Seehunde wurden von den Fischern mit Fischresten angelockt und tummelten sich am Ufer. Einige Hunde freuten sich oder waren sauer ihre Seebrüder zu sehen und bellten wie verrückt.



Der Grund, dass ich meistens über Wochenendaktivitäten schreibe, ist, dass ich in der Arbeit weder Kamera noch Handy mit ins Büro nehmen darf. Deshalb wäre ein Bericht über die Arbeit ein reiner Textartikel und kaum attraktiv. Nach drei Monaten in der Firma kann ich aber auf jeden Fall schreiben, dass ich sehr zufrieden mit den Projekten bin, an denen ich arbeite. Ich habe viele Freiheiten, verschiedene Sachen auszuprobieren und lerne die Anwendung von einigen Themen, mit denen ich mich im Studium in der Theorie beschäftigt habe.

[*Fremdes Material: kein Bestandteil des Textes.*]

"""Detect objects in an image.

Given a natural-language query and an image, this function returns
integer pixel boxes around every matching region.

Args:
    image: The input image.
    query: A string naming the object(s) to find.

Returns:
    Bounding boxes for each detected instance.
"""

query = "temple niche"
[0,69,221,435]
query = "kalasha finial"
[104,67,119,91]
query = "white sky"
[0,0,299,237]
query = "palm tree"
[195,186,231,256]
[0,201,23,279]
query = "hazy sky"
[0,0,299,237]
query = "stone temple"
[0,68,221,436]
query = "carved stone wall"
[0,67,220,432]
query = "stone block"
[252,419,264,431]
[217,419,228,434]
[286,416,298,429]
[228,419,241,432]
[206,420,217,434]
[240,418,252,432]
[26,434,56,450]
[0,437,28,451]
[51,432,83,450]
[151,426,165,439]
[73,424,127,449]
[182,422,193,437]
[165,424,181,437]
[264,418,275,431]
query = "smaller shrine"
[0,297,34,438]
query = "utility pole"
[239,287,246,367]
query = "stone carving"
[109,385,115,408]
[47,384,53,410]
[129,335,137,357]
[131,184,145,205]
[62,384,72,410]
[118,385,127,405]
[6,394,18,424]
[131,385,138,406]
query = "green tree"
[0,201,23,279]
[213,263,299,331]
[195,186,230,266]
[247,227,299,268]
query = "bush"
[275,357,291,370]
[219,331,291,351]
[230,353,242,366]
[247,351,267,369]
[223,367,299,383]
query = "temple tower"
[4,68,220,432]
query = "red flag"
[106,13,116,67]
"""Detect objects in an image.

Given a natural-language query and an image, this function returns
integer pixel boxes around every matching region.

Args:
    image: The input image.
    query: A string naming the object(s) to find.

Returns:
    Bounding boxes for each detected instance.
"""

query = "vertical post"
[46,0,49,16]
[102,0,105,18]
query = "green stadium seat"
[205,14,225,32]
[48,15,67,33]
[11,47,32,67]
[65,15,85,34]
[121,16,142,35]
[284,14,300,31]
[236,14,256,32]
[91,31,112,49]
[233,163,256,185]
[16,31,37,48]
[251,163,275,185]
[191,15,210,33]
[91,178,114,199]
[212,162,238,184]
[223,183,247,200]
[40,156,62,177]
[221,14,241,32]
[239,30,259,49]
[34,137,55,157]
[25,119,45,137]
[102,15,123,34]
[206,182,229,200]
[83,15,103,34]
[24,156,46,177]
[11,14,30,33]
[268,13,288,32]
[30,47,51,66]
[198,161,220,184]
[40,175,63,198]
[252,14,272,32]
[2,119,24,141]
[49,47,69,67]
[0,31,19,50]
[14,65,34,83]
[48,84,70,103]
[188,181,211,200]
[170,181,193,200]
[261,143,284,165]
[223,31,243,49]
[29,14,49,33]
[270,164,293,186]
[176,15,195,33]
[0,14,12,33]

Und auch das Team in dem ich arbeite, ist sehr nett und hat mich schnell integriert. Es besteht aus vier Brasilianern, zwei Chilenen, einem Inder und mir. Jeden Tag lerne ich ein oder zwei neue Sachen auf Portugiesisch, z.B. "Hoje esta ensolarado - Heute ist es sonnig" (ehrlich gesagt keine Ahnung ob das so geschrieben wird, aber so hört es sich zumindest an).


Mittags kann ich immer mit María Paz und ihren Arbeitskollegen in der Cafeteria essen und meistens bringen wir Essen von zuhause mit, das wir in den Mikrowellen aufwärmen.